Bob Diachenko, whose firm Mackeeper Security Research Center investigated the breach, said it was first discovered in October.
The data breach potentially allowed access to sensitive labor filings on behalf of NFL players, such as disability claims with extensive HIPAA-protected medical records attached.
The NFL and the National Football League Players Association, a union for the players, both declined to comment on the private records of their athletes being exposed in the security breach.
One particularly salacious set of documents released in the leak pertained to a lawsuit filed against Hustler by a former male employee who claimed adult magazine publisher Larry Flynt’s daughter sexually harassed him.
The suit was covered in the press after it was filed — but according to the leaked internal company documents, Hustler officially terminated the employee for failing to detect a "theft ring" at the Hustler Hollywood stores he oversaw as a district manager.
Hundreds of internal Hustler company documents were also leaked, including detailed sales records, profit and loss statements, company goals, and internal investigations relating to theft and human resources.
Hustler’s parent company, LFP Publishing, did not respond to multiple requests for comment.
In addition, a number of California-based law firms were affected in the breach, with papers related to immigration and lawsuits against powerhouse Hollywood studios among those leaked.
Mackeeper said the PIP breach can be attributed to a misconfigured "rsync" backup system — such vulnerabilities occur all-too frequently.
Over the past year, Mackeeper’s security research team has discovered a number of leaks occurring through misconfigured rsync protocols including — but hardly limited to — footage of an inmate’s death in a California jail, an exposed system at a North Carolina Emergency Medical Services department, and 11 gigabytes of sensitive data regarding Pentagon employees with the Special Operations Command.
Those discoveries weren’t even listed in a year-end tally published by the blog IT Governance, which estimated at least 3.1 billion records leaked in 2016 alone through various breaches and hacking attacks.
Mackeeper’s team — comprised of Diachenko, Chris Vickery and Jeremiah Fowler — spends about three hours each day scanning the internet for security faults using Shodan, a search engine that allows users to examine all internet-connected devices.
Diachenko said Mackeeper made multiple attempts to notify PIP’s parent company, Franchise Services, without initial success.
"We try to identify the owner of the database/device and immediately report it to them," Diachenko said of Mackeeper’s "responsible disclosure" policy. "Sometimes it takes weeks, sometimes — just a couple of minutes. Sometimes we got threats instead of a ‘thank you,’ so it is a challenging task.”

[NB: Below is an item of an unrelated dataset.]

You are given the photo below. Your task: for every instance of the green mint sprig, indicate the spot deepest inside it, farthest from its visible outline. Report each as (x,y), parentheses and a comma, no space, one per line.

Initial suspicion aimed at security researchers usually comes from companies who often don't understand that their data breach occurs within the system, not through hacking or any kind of outside attack.
Luckily, experts say, not many people have the computer literacy needed to stumble across such security faults — and so-called "white hats" like Diachenko hope that by routinely searching for them, they’ll get to the leaks before data thieves do.
"Accessing rsync is almost as simple as accessing an ftp," Diachenko said in an email. "This is not an average user skill, but I would estimate that 1 of 10 users can do it. Thankfully, this number is not big enough, so we can responsibly disclose those breaches before they are affected by malicious actors.”